We can see above that upon executing the first code block, the output of the ls command was displayed and execution ended. However, when running the second code block, which opened the camera, this did not return and a “kernel” continued running. The notebook warns us how we can only have one instance of the camera running at a time. We can shut down running kernels via the Kernel menu and by right-clicking on the notebook and selecting Shut Down Kernel.
Next the notebook guides us along progressively building up our application, creating a task, widgets, loading the network model, carrying out training and evaluation etc. At the end of which we should have an application which can determine the meaning of hand signals, thumbs-up and thumbs-down. Rather than cover each of these steps in detail, I’d encourage those interested in finding out more to get hands-on themselves!
Note that in addition to the Getting Started with AI on Jetson Nano course materials, there are two optional parts to Jetson AI Fundamentals. These are:
- JetBot. Building your own Jetson Nano-powered robot, configuring the software and using deep learning for collision avoidance and road following.
- Hello AI World. A series of tutorials, that were introduced in the post, Hands on with the NVIDIA Jetson Nano.
The Jetson AI Fundamentals course provides the foundations for Jetson AI Certification. Once this has been completed, the next step in becoming a Jetson AI Specialist is to complete a project that demonstrates an understanding. Suggested examples include “collect your own dataset and train a new DNN model for a specific application, add a new autonomous mode to JetBot, or create a smart home / IoT device using AI.”
The assessment criteria are stated as being:
- AI (5 points) - The project uses deep learning, machine learning, and/or computer vision in a meaningful way, and demonstrates a fundamental understanding of creating applications with AI. Factors include the effectiveness, technical complexity, and performance of your AI solution on Jetson.

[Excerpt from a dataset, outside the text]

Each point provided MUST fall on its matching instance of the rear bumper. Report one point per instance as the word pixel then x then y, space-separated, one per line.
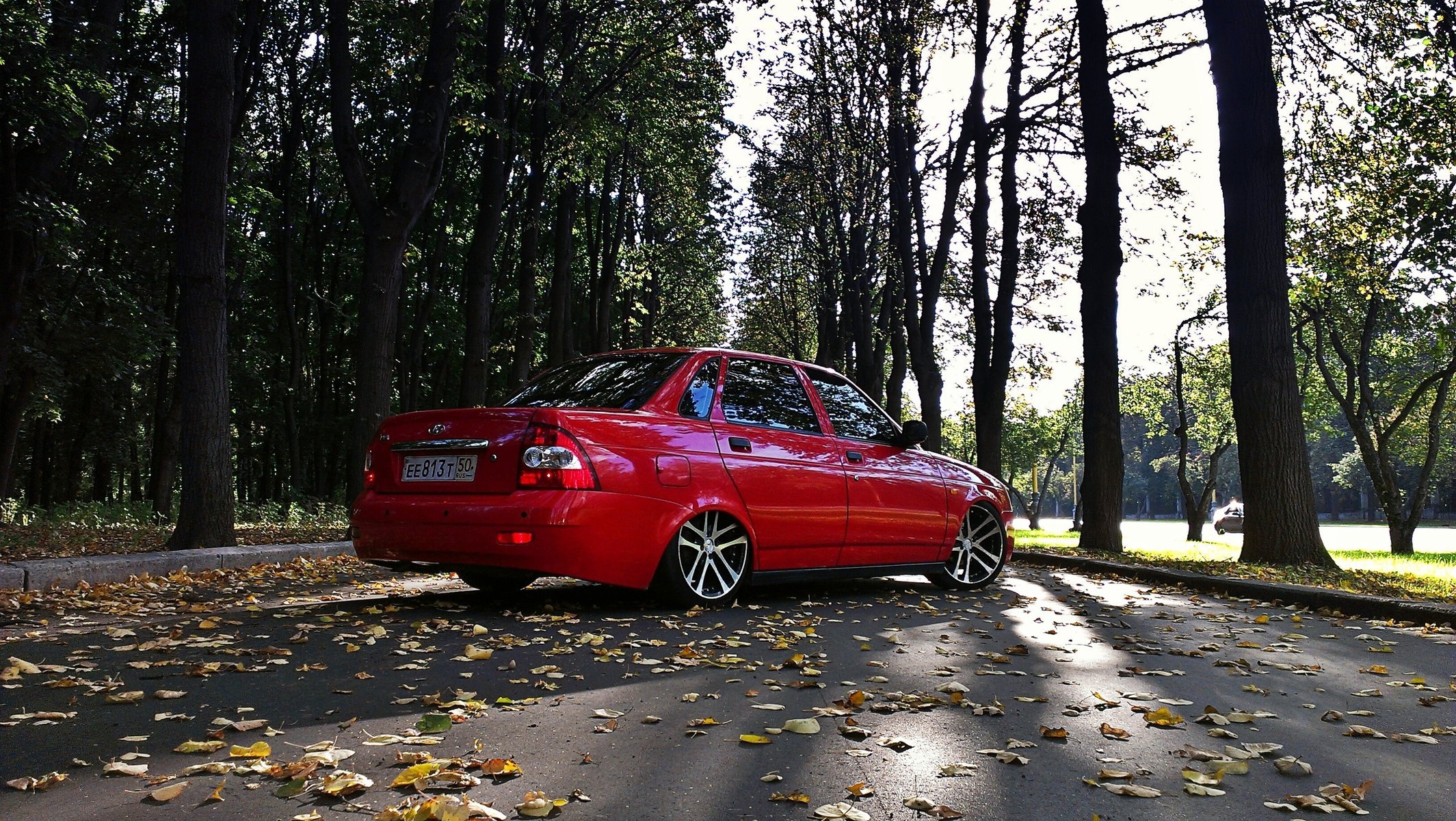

- Impact / Originality (5 points) - The concept of your project is novel and applies AI to solve or address challenges or issues faced by yourself or society. Also, our ideas and work are either original or derivative in a significant way.
- Reproducibility (5 points) - Any plans, code, and resources needed for someone else to build and use the project are included in the repository and are easy to follow.
- Presentation and Documentation (5 points) - The video effectively demonstrates and explains various aspects of the project, and there exists a clear, complete readme in the repository that documents any steps needed to build/run the project along with diagrams and images. Note that educators should have an oral presentation component to their video to highlight their teaching abilities.
Jetson AI Ambassador certification is meanwhile targeted at educators and instructors, with an additional interview step involved and some teaching/training experience a requirement.
JetPack SDK and the turnkey images for Jetson Nano make it possible to get up and running in no time at all, with a pre-configured software stack that enables CUDA-accelerated compute using a selection of popular frameworks. This convenience is further built-on via a catalogue of NVIDIA provided Docker containers, including one which is used to support Jetson AI training and certification. The use of JupyterLab for which provides a feature rich and easy-to-use environment.